Cuttlefish ships cautious. It can only reach what you have given it, it does the smallest version of any task, and content it reads is treated as information — never as orders it has to follow.
Your device and files
Reaching your folders, your browser, or a tool on your machine is a permission you grant and can take back. Cuttlefish never assumes access it was not given, and removing a connection leaves your actual files exactly where they sit on disk.
Your data and connections
What lives on your computer stays there by default. Nothing syncs anywhere until you turn backup on, and nothing reaches an outside model or tool unless you connect it and choose to use it — task by task.
Your credentials
The keys you add for models and tools are kept in your computer's own secure keychain.
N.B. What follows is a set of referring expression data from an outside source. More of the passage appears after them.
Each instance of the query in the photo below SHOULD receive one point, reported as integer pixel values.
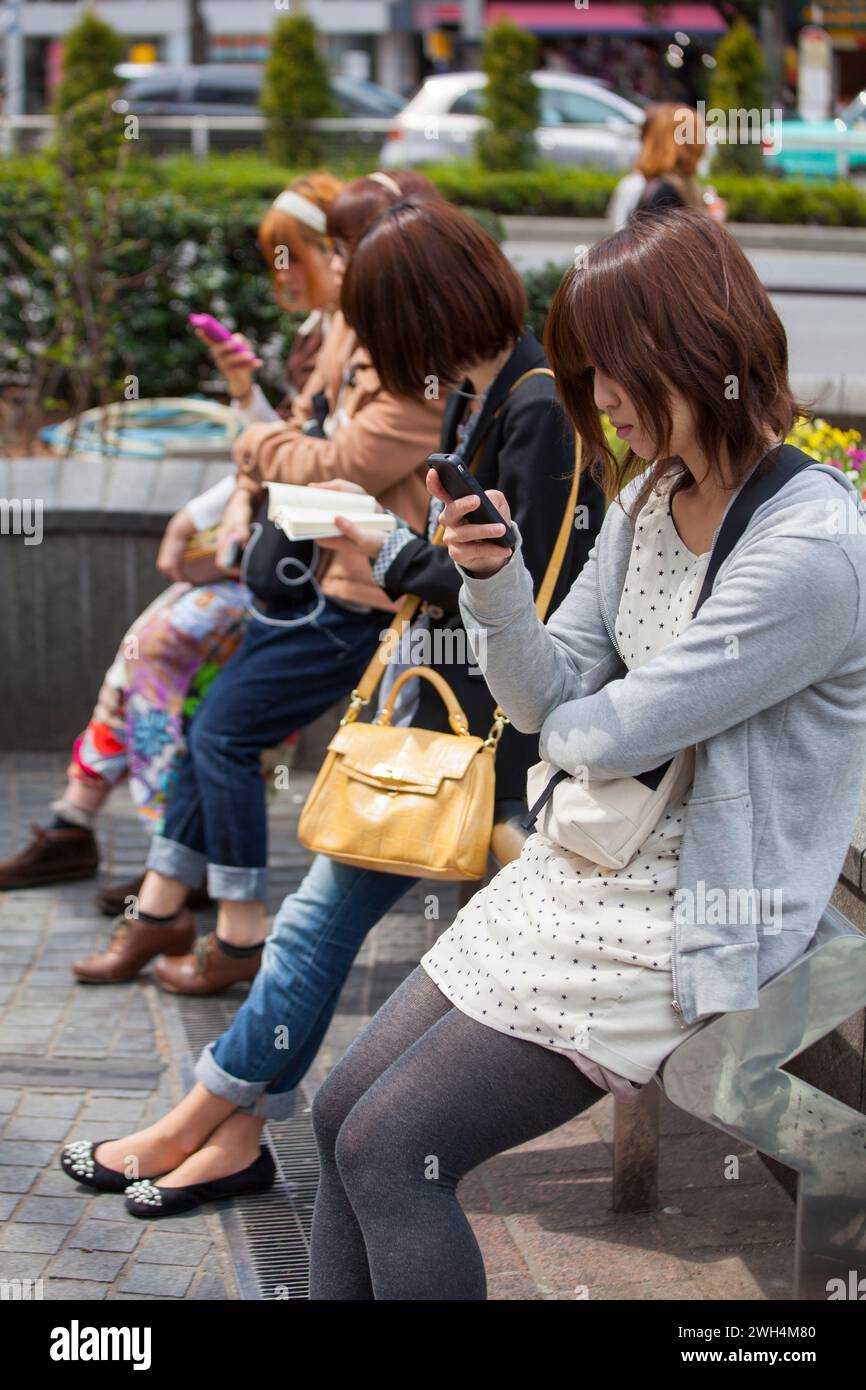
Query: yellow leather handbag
(412, 801)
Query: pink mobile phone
(213, 330)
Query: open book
(307, 513)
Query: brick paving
(96, 1062)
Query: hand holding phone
(477, 524)
(217, 332)
(460, 483)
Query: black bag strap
(759, 487)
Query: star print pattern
(572, 957)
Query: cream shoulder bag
(606, 822)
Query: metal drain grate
(268, 1236)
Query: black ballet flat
(79, 1164)
(149, 1201)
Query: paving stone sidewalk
(96, 1062)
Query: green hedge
(198, 225)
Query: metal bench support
(730, 1075)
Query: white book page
(319, 499)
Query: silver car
(581, 123)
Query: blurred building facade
(640, 49)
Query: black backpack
(274, 567)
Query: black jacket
(528, 455)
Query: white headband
(388, 182)
(302, 210)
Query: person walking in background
(502, 417)
(665, 175)
(559, 958)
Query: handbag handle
(456, 717)
(363, 691)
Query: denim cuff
(235, 884)
(177, 861)
(249, 1097)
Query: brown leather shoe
(207, 970)
(111, 900)
(132, 945)
(52, 856)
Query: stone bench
(730, 1073)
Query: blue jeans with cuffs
(275, 1034)
(278, 681)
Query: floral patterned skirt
(163, 669)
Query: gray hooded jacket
(769, 685)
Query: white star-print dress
(581, 961)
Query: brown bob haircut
(667, 303)
(428, 292)
(672, 141)
(364, 199)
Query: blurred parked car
(820, 160)
(581, 123)
(232, 89)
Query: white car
(581, 123)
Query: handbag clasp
(356, 704)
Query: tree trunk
(198, 32)
(773, 43)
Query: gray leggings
(423, 1096)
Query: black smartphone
(232, 556)
(459, 483)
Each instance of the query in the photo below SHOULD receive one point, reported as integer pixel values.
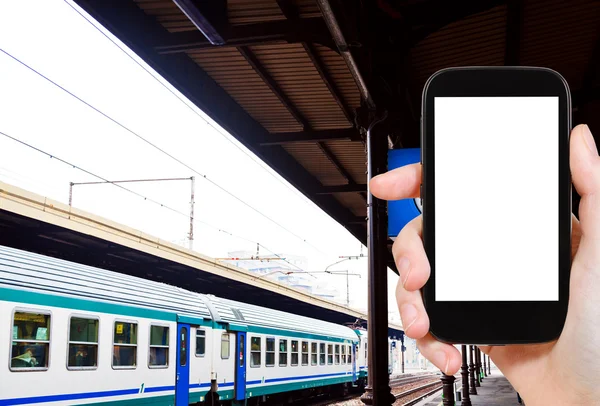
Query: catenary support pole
(464, 371)
(377, 391)
(472, 388)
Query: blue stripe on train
(207, 385)
(293, 378)
(121, 392)
(69, 396)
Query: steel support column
(464, 371)
(402, 350)
(448, 389)
(484, 366)
(472, 388)
(478, 366)
(377, 391)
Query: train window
(200, 342)
(313, 354)
(321, 354)
(159, 347)
(183, 347)
(30, 341)
(225, 346)
(304, 352)
(83, 343)
(270, 352)
(282, 353)
(294, 353)
(125, 345)
(242, 344)
(255, 351)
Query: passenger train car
(74, 334)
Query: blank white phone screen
(496, 198)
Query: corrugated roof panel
(291, 67)
(476, 40)
(308, 8)
(353, 201)
(253, 11)
(352, 157)
(235, 75)
(339, 72)
(560, 35)
(167, 13)
(309, 155)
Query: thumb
(585, 171)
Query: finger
(444, 356)
(415, 321)
(585, 170)
(575, 235)
(409, 254)
(400, 183)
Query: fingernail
(409, 314)
(404, 269)
(589, 140)
(441, 360)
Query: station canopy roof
(293, 80)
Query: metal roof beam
(592, 71)
(585, 95)
(349, 188)
(288, 8)
(311, 136)
(262, 72)
(312, 30)
(316, 60)
(428, 17)
(514, 30)
(333, 159)
(208, 16)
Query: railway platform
(495, 390)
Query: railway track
(430, 388)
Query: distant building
(293, 271)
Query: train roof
(261, 317)
(41, 274)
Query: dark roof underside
(279, 83)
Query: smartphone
(496, 199)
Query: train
(76, 334)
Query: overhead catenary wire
(191, 108)
(203, 176)
(52, 156)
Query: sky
(132, 108)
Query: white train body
(73, 334)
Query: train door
(182, 380)
(353, 362)
(240, 366)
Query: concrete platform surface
(495, 390)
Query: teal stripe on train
(287, 387)
(66, 302)
(167, 400)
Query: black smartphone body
(496, 196)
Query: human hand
(563, 372)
They are not written into logs and never travel to Cuttlefish's servers. Remove a key and it is gone from your machine.
The apps you build
When you turn repeated work into an app, it runs inside a walled-off space with no automatic reach into your computer. It only gets the specific permissions you grant it, and you can roll it back to an earlier version at any time.
Every action it takes
Anything that would change your world — sending, editing, publishing, spending — stops for your approval first. If Cuttlefish cannot confirm an action fits the limits you set, it holds off rather than guessing.
Content as data, not commands
A web page, an email, or a pasted document is read as information to work with, not as instructions Cuttlefish must obey. Generated and fetched content is watched as it streams, so a hidden "ignore your rules" never quietly takes the wheel.